What would a feminist foreign policy actually look like? There's some disagreement about this: some experts think it needs to involve more women involved in peace processes and in political discussions more generally, while others applaud the Swedish decision to cancel an arms deal with Saudi Arabia because of the Middle Eastern country's human rights record. Bina Shah at Quartz notes that feminist foreign policies exist in parts around the world, from American-Pakistani leadership exchanges to Dutch funding of Pakistani female health programs, but prioritizing female equality in the entirety of foreign policy aims, from trade talks to delicate diplomacy, remains elusive.

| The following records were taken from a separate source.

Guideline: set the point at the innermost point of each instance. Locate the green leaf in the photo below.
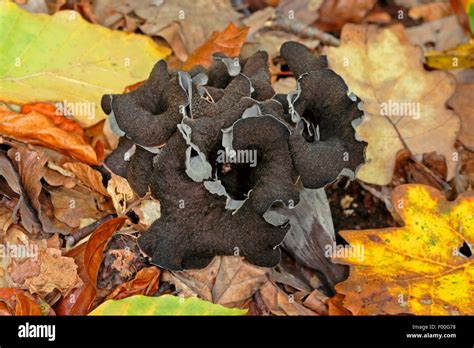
(163, 305)
(65, 58)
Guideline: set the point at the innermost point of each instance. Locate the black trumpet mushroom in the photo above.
(219, 148)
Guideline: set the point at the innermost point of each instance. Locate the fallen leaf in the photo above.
(57, 117)
(19, 302)
(461, 102)
(279, 303)
(316, 302)
(28, 216)
(93, 254)
(163, 305)
(120, 192)
(418, 268)
(148, 211)
(460, 57)
(437, 35)
(335, 306)
(404, 105)
(144, 283)
(33, 265)
(88, 257)
(227, 42)
(56, 273)
(89, 60)
(72, 205)
(311, 232)
(333, 14)
(37, 128)
(192, 16)
(227, 280)
(431, 11)
(30, 165)
(88, 176)
(79, 300)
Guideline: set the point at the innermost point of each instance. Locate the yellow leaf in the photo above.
(418, 268)
(403, 103)
(460, 57)
(64, 58)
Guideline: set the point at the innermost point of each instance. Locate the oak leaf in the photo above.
(422, 268)
(229, 42)
(404, 105)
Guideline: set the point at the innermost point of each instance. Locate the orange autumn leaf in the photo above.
(144, 283)
(18, 302)
(229, 42)
(59, 119)
(37, 128)
(419, 268)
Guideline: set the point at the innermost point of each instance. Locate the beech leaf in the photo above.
(404, 105)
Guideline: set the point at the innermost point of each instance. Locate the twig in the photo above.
(302, 29)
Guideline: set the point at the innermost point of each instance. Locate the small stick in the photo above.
(81, 233)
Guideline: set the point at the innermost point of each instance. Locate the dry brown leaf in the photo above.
(333, 14)
(335, 306)
(438, 35)
(19, 302)
(462, 103)
(56, 273)
(88, 176)
(35, 266)
(148, 211)
(55, 178)
(431, 11)
(197, 18)
(70, 206)
(316, 302)
(37, 128)
(387, 73)
(144, 283)
(279, 303)
(228, 280)
(228, 42)
(120, 192)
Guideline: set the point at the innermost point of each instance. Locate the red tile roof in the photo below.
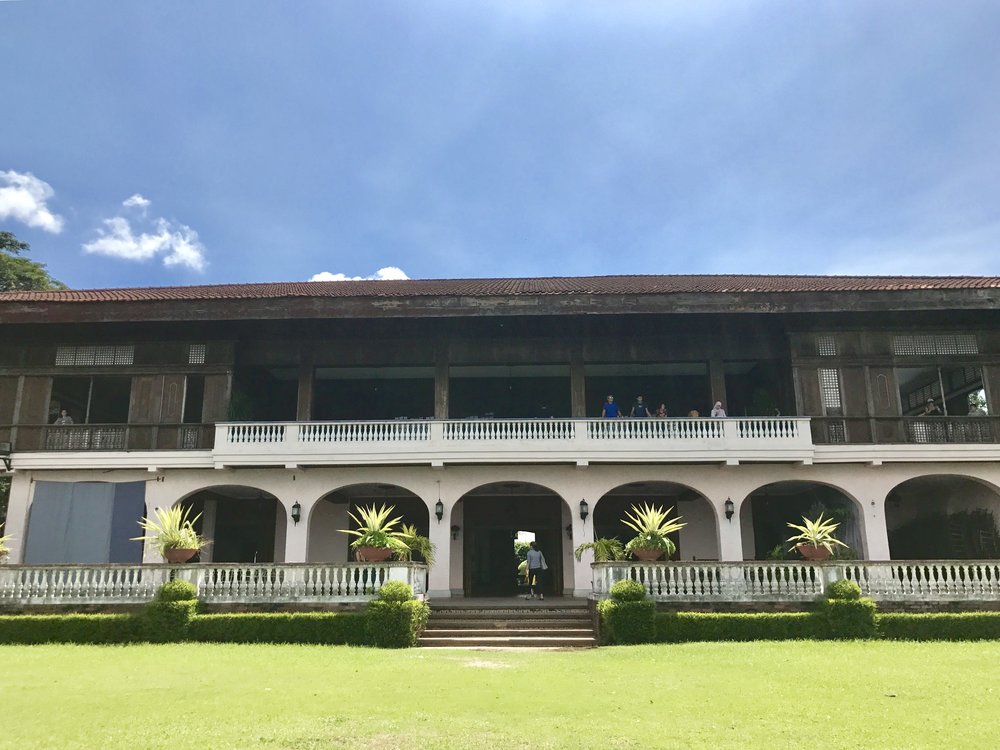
(588, 285)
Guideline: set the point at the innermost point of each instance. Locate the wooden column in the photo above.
(578, 385)
(717, 381)
(441, 385)
(307, 368)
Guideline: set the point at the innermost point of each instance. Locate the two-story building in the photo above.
(475, 408)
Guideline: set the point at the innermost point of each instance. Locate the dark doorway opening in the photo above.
(493, 516)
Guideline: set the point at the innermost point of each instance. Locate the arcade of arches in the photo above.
(930, 517)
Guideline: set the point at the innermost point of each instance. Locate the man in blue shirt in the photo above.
(610, 409)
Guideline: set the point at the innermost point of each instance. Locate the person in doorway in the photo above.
(537, 568)
(639, 408)
(610, 408)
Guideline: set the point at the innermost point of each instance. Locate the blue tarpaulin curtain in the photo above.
(85, 522)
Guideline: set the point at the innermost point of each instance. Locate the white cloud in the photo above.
(389, 273)
(23, 197)
(137, 201)
(177, 244)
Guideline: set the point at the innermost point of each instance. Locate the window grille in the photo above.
(836, 431)
(829, 388)
(938, 344)
(100, 356)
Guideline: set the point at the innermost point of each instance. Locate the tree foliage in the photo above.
(17, 273)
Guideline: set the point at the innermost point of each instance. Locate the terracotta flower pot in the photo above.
(647, 555)
(372, 554)
(815, 554)
(179, 555)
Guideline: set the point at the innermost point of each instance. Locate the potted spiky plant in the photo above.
(172, 531)
(652, 525)
(605, 550)
(417, 544)
(815, 540)
(377, 535)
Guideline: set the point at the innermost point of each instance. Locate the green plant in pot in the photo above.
(171, 531)
(417, 544)
(653, 527)
(4, 550)
(604, 549)
(378, 537)
(815, 540)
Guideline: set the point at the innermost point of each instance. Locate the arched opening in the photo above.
(245, 524)
(698, 540)
(767, 511)
(943, 518)
(327, 541)
(493, 517)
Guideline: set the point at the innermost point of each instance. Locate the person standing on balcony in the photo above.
(537, 567)
(639, 408)
(610, 409)
(931, 410)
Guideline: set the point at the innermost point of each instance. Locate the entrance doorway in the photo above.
(493, 516)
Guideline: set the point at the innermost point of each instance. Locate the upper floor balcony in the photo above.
(431, 442)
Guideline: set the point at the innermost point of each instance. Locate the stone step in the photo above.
(500, 633)
(563, 622)
(509, 641)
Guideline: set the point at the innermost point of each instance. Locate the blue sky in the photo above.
(267, 141)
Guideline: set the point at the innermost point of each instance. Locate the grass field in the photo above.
(733, 695)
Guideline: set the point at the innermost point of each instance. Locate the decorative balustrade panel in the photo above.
(504, 429)
(255, 432)
(947, 580)
(363, 432)
(79, 584)
(779, 428)
(656, 429)
(228, 583)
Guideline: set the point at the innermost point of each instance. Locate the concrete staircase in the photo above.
(558, 623)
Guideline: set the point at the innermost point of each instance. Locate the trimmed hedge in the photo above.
(846, 618)
(75, 628)
(328, 628)
(940, 626)
(681, 627)
(393, 624)
(627, 622)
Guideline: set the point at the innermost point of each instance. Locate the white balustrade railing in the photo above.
(415, 440)
(260, 583)
(509, 429)
(896, 581)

This worry about rhetoric being the driving force behind feminist foreign aid initiatives, at least recently, is easy to understand. But it's not the only issue. Reflecting on intersectionality in feminism is extremely relevant for aid, because aid itself can still veer into being a top-down practice that disempowers or alienates people on the ground. Rafia Zakaria, criticizing Canada's aid ideas in The Guardian, noted that feminist-influenced aid projects haven't necessarily translated into better treatment of women in deeply gender-unequal countries, and that colonial models of "help" that exclude the voices and priorities of women on the ground are unfortunately common. Even the best of intentions can end up going awry.

The power dynamics of aid, government, and local priorities can be a tricky one. In Africa in particular, women's groups have expressed concern that NGOs with feminist agendas actually end up disempowering local feminist activists because they make themselves necessary to accomplish the local feminist's aims. A focus on intersectional feminism invites these kinds of nuanced conversations about the power structures created by foreign aid — and it may lead to shifts in the way aid is given to local women on the ground.

Feminism more than just a buzzword in foreign aid and development in general. The people who are using it as a guiding principle might just find that it reshapes many of the ways that they look at the world. Foreign aid affects the lives of millions of women worldwide, directly and indirectly: since 2008, the U.S. Agency For International Development estimates that its initiatives focused on maternal mortality alone has saved the lives of 5.6 million women. Feminist foreign aid can get more girls into school and raise women out of poverty — and it can also give us better tools to help empower female populations worldwide, from understanding their intersectional issues to prioritizing what women around the globe really want.